You could do it but I think you need more of a consistent pump.
I have a Eheim 1050 if you're interested. Silent as a carjacker on a saturday night and cheap!


----------



## J_T (Mar 25, 2011)

Not sure what you did to your MJ, but mine is extremely quiet.

I wouldn't run them all off one pump. For the UV to run proper, the flow needs to match the wattage of the bulb. The GFO, and Carbon reactors run best if you have a seperate feed for each. I split my MJ line with valves to run mine. Lets me have a faster flow in the GFO (since its heavier) and slower in the carbon.


----------



## JamesHurst (Mar 1, 2013)

I'm running 2 phosban 150's on a maxi 1200 but it got REALLY loud and the flow was reduced too much for the 1st reactor which needed the high flow (running bio pellets).

I have a 2nd pump I'm going to use for the carbon, in the protein skimmer area which comes after the pellets.

Depending on the restriction of flow in the UV sterilizer, you may have enough flow to run a small reactor plumbed in after it with just GFO. Even though the flow in my 1st reactor wasn't high enough for the pellets, it was TOO much for the 2nd reactor which had the carbon and it broke it down, compressed against the top of the reactor and clogged (not good at all).

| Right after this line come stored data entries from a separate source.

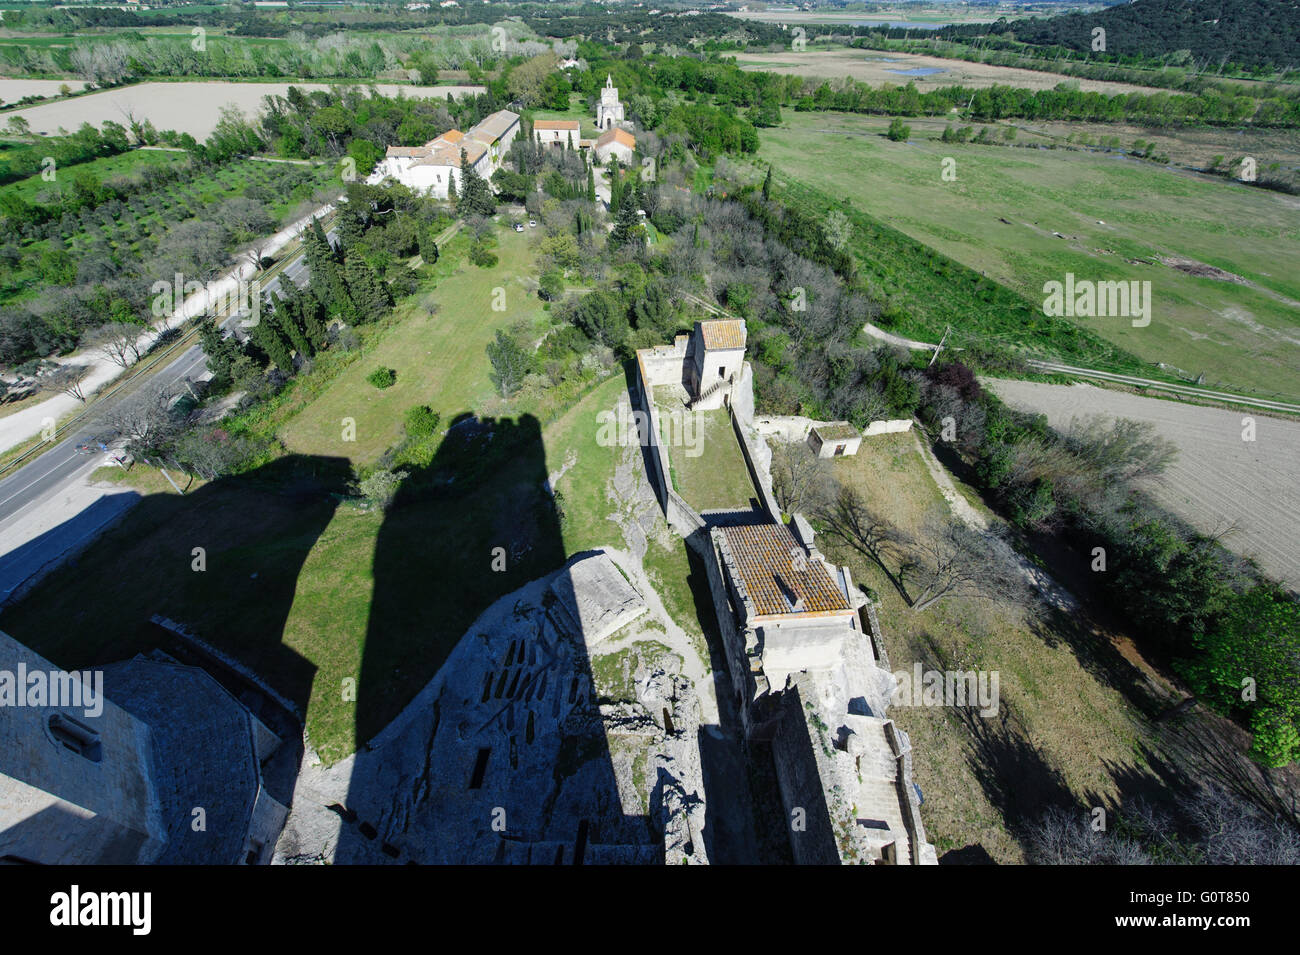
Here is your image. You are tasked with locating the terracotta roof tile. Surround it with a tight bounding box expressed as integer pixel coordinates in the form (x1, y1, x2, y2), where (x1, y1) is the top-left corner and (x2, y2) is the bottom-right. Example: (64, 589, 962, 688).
(721, 524, 851, 618)
(699, 319, 747, 350)
(595, 127, 636, 149)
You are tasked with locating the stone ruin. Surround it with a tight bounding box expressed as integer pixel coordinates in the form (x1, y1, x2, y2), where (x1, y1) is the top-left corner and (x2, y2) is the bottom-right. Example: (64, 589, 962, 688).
(276, 550, 709, 864)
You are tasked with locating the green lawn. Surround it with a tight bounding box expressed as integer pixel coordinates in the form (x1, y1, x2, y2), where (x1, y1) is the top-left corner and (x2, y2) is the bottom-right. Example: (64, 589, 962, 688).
(760, 112, 1300, 402)
(541, 374, 626, 555)
(658, 399, 759, 512)
(279, 227, 546, 466)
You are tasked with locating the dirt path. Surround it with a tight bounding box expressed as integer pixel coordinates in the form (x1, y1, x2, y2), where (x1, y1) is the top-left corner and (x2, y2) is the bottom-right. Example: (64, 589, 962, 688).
(910, 429, 1080, 612)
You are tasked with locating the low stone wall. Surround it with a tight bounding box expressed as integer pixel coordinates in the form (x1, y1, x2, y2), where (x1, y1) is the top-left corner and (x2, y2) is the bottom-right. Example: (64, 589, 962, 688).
(754, 415, 913, 443)
(863, 419, 912, 437)
(883, 720, 933, 865)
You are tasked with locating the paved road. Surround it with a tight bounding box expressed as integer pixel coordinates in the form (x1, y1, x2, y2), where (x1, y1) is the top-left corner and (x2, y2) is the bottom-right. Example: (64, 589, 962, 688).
(0, 232, 321, 532)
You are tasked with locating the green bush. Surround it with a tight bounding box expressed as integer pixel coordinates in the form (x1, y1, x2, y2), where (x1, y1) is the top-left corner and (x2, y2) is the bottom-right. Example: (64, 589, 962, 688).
(404, 404, 440, 437)
(367, 367, 397, 389)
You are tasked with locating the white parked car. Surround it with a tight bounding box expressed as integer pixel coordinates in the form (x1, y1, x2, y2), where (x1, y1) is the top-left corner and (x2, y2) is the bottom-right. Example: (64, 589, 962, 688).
(528, 219, 537, 228)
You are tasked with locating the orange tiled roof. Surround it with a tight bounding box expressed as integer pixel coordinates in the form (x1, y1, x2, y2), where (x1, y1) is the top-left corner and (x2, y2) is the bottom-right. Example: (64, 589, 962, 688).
(721, 524, 851, 618)
(699, 319, 746, 351)
(534, 119, 580, 130)
(595, 127, 636, 149)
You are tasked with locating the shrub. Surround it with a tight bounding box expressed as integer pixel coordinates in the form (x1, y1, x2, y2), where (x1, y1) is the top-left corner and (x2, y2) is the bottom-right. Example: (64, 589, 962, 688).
(367, 367, 396, 389)
(357, 468, 407, 510)
(404, 404, 440, 437)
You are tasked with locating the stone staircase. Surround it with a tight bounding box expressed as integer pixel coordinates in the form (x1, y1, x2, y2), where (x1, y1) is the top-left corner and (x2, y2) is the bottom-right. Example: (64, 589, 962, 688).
(851, 722, 913, 864)
(688, 375, 730, 410)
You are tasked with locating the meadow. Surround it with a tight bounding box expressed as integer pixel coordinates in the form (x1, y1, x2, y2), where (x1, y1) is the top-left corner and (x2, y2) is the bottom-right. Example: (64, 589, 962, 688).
(759, 111, 1300, 403)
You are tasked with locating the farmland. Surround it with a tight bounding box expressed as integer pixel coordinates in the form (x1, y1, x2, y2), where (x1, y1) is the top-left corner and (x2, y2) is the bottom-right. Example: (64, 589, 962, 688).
(758, 111, 1300, 403)
(2, 80, 484, 140)
(731, 48, 1169, 96)
(985, 377, 1300, 589)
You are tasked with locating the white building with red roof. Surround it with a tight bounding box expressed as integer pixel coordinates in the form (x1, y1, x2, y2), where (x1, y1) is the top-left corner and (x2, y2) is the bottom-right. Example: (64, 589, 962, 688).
(370, 109, 520, 199)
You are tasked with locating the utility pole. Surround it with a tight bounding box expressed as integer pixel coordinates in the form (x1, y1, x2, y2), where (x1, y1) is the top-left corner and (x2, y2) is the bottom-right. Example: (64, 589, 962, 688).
(929, 325, 951, 367)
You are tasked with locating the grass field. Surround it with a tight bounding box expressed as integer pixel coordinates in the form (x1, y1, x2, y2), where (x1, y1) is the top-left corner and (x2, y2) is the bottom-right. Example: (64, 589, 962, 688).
(655, 399, 759, 512)
(280, 228, 547, 466)
(810, 431, 1180, 862)
(760, 111, 1300, 402)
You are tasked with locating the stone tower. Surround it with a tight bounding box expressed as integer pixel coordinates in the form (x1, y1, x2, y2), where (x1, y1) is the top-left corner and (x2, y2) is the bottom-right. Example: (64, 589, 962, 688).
(0, 630, 288, 865)
(0, 631, 165, 864)
(596, 74, 625, 131)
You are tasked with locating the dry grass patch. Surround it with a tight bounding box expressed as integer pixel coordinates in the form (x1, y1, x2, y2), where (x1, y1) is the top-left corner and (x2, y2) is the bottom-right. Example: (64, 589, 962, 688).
(812, 433, 1170, 863)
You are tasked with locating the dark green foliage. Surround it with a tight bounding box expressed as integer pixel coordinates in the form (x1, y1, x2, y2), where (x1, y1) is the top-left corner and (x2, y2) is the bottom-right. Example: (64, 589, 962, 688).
(486, 327, 533, 397)
(1181, 586, 1300, 767)
(198, 317, 242, 381)
(367, 366, 396, 389)
(404, 404, 441, 438)
(456, 149, 496, 218)
(608, 190, 642, 250)
(419, 232, 440, 265)
(345, 255, 392, 322)
(250, 304, 295, 374)
(886, 118, 911, 142)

So you should have enough flow for the GFO, again, depending on how much your UV restricts the waterflow into the reactor.

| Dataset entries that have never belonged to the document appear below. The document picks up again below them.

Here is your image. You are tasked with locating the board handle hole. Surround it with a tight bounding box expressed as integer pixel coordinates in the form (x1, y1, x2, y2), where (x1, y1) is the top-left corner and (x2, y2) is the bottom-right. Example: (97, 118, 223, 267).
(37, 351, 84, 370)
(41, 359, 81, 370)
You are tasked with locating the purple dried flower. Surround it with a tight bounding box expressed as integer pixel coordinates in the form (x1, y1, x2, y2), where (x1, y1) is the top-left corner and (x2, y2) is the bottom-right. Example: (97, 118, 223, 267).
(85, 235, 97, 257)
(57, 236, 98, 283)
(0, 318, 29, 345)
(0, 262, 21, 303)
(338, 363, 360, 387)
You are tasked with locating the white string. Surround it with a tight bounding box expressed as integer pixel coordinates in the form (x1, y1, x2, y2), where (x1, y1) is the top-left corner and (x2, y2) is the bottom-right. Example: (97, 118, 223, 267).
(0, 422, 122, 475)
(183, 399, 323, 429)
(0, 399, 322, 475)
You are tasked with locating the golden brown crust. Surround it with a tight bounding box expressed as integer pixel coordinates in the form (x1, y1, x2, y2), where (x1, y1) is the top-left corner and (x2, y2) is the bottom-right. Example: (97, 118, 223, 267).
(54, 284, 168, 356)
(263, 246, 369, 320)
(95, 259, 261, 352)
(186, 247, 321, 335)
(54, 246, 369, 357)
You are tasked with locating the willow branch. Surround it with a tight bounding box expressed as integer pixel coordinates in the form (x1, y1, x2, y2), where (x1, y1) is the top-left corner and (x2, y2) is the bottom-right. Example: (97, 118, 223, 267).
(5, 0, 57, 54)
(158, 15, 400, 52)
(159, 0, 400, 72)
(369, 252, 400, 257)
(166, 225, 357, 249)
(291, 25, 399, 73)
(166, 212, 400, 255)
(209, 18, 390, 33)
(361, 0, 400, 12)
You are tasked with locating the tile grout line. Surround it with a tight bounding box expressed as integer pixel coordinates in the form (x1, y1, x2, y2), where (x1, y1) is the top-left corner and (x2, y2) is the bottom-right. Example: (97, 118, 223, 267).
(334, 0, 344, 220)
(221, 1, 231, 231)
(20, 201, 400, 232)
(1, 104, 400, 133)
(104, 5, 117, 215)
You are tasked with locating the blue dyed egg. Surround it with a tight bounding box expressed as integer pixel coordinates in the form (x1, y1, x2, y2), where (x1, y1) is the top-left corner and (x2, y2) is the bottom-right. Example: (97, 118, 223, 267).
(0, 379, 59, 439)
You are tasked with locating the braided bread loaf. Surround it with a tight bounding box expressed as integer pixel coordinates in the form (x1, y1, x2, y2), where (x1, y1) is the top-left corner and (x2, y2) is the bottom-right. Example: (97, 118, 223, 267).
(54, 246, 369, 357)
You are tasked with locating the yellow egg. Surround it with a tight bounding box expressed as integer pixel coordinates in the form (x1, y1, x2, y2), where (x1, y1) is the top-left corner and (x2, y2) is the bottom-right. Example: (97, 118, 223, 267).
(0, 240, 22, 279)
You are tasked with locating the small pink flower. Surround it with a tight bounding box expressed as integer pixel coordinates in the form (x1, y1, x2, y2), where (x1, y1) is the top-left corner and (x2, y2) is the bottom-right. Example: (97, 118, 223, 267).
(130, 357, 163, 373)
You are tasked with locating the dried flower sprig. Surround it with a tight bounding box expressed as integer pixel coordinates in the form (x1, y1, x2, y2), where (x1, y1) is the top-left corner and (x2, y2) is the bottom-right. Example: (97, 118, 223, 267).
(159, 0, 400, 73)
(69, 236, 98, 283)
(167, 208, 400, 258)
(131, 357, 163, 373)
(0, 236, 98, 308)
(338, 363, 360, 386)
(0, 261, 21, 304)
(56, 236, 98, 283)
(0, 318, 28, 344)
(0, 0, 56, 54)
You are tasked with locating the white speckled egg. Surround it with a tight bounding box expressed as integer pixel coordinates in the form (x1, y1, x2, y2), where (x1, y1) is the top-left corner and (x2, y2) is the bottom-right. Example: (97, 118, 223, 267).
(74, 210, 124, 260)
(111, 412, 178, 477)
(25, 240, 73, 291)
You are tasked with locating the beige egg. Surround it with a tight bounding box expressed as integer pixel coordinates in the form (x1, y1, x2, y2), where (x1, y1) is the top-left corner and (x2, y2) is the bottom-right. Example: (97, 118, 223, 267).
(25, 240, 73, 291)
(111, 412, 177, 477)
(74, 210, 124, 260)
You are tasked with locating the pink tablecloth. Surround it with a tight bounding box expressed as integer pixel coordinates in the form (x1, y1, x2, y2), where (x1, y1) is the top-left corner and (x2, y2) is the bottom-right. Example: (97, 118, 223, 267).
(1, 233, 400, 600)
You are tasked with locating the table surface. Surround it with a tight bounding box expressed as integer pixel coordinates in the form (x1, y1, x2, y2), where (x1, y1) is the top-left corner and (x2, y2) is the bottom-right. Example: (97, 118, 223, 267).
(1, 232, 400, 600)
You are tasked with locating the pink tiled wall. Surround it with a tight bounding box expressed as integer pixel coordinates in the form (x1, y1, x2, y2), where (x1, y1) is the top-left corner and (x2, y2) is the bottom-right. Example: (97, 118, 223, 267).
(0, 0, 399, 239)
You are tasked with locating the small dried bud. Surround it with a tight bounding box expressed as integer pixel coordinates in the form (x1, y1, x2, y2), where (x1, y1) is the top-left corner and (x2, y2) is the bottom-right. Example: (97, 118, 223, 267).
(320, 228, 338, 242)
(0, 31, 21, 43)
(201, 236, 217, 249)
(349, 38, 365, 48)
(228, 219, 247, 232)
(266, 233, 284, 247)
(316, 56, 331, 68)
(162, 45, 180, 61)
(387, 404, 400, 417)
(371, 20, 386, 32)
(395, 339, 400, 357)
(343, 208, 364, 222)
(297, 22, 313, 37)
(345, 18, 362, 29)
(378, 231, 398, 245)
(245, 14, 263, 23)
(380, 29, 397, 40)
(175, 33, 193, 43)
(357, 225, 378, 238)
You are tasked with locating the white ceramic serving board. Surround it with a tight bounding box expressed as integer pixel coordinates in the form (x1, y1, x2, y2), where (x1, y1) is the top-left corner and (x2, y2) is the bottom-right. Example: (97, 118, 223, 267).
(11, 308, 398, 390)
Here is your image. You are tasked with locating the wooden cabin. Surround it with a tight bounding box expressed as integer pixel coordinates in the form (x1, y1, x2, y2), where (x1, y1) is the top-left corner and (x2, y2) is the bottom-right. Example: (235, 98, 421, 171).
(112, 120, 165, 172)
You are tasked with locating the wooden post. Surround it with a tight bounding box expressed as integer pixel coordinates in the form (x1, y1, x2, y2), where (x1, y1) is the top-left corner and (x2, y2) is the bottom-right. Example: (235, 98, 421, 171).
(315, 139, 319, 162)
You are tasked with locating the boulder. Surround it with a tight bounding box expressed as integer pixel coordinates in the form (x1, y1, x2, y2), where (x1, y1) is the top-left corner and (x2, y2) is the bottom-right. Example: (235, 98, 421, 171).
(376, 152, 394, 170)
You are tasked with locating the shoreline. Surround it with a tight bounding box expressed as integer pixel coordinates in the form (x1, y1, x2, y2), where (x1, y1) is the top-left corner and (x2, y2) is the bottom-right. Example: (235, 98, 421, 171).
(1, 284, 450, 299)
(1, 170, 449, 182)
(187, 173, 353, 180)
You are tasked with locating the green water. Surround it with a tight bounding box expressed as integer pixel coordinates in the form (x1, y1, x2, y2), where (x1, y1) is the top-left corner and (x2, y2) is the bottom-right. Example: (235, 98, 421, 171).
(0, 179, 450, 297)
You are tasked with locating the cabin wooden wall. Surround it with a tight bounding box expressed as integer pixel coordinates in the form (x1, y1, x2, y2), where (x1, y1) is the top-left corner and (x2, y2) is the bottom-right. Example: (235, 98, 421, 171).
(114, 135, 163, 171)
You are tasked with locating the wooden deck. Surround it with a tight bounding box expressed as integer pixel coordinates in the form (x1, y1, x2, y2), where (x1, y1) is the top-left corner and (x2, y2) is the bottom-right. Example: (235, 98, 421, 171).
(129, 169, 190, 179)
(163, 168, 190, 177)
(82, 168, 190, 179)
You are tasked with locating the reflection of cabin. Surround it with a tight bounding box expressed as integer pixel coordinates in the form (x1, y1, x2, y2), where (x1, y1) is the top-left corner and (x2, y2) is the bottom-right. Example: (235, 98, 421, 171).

Personally, I'm not going to chain anything together anymore. Seperate pumps for each. Hydro is included in my rent 

Hope that helps


----------



## sig (Dec 13, 2010)

Separate pumps for each. easy to replace carbon or GFO and do not need to shut down the whole system

It depends on the type of material but MJ 1200 creates to much flow for BRS carbon and GFO. 
I use 600 or 900 and it works perfect. I seen somewhere that Little Fishes recommends ~ 90 - 120 GPH flow for these reactors

*100% free webcam site! | Awesome chicks and it is absolutely free! | Watch free live sex cam - easy as 1-2-3*


----------



## Flexin5 (Nov 12, 2011)

hrm good to know. i think i still have some research ahead of me to see what flow rate is needed for what media.

i'm planning to use the BRS GFO and carbon in one:

http://cdn.bulkreefsupply.com/media...2a94d/3/0/300180-BRS-Reactor---Single-a_1.jpg

now they reccomend the MJ1200, but is that too much?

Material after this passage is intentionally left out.